Turntable Kitchen
- Website type: Music Food webzine
- Owners: Matthew & Kasey Hickey
- Creators: Matthew Hickey & Kasey Hickey
- Website: turntablekitchen.com
- Registration: No
- Launched: 2010; 16 years ago
- Current status: Active

= Turntable Kitchen =

American publication and record label

Turntable Kitchen is a Seattle-based daily Internet publication and independent record label devoted to music criticism, cooking and food photography. In part, the site has become known for their "Musical Pairings" which consist of recommending music to listen to while enjoying specific recipes.
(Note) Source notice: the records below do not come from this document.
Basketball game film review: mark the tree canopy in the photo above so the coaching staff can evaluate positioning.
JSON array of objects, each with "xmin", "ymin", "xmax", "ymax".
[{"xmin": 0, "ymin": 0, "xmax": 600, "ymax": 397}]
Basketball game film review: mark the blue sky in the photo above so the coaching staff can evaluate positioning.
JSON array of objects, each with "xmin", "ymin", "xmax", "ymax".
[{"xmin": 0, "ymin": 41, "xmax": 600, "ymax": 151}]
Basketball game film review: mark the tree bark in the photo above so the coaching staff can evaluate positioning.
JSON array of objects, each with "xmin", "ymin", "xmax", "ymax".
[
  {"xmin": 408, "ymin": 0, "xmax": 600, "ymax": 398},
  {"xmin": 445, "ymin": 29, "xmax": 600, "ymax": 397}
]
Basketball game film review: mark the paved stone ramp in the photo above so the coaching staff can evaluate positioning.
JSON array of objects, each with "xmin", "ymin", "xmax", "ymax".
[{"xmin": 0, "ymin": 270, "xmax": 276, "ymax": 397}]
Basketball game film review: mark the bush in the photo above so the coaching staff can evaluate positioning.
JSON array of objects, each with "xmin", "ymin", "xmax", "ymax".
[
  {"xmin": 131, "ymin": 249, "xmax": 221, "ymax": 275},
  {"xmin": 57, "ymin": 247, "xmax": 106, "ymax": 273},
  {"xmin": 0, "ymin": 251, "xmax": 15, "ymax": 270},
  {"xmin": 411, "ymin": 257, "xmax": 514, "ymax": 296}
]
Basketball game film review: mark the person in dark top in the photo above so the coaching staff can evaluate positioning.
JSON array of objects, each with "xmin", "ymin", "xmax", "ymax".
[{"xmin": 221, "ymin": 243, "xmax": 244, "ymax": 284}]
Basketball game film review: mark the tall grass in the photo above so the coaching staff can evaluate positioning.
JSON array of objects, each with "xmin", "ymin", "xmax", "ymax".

The site was founded by husband and wife duo Kasey and Matthew Hickey in 2010. The focus of the Musical Pairings is on indie rock. However, the range of musical genres covered extends to pop, r&b, hip hop, folk, jazz, World music, and various forms of electronic dance music. They have previously been selected by Saveur Magazine as a "Site We Love".
In 2011, Turntable Kitchen launched a monthly subscription service called the Pairings Box. Each shipment of the Pairings Box includes a vinyl record, a collection of three recipes, spices and other dry ingredients used in preparing the recipes, and a "digital mixtape" of new music. The Pairings Box has released exclusive debut singles by indie artists including GEMS, IYES, Cathedrals, Salt Cathedral, and BASECAMP. The Pairings Box has also featured exclusive releases by artists and bands including Mikal Cronin, MØ, Typhoon, Local Natives, and POP ETC. Turntable Kitchen has been featured in UrbanDaddy, Real Simple, and GOOD Magazine.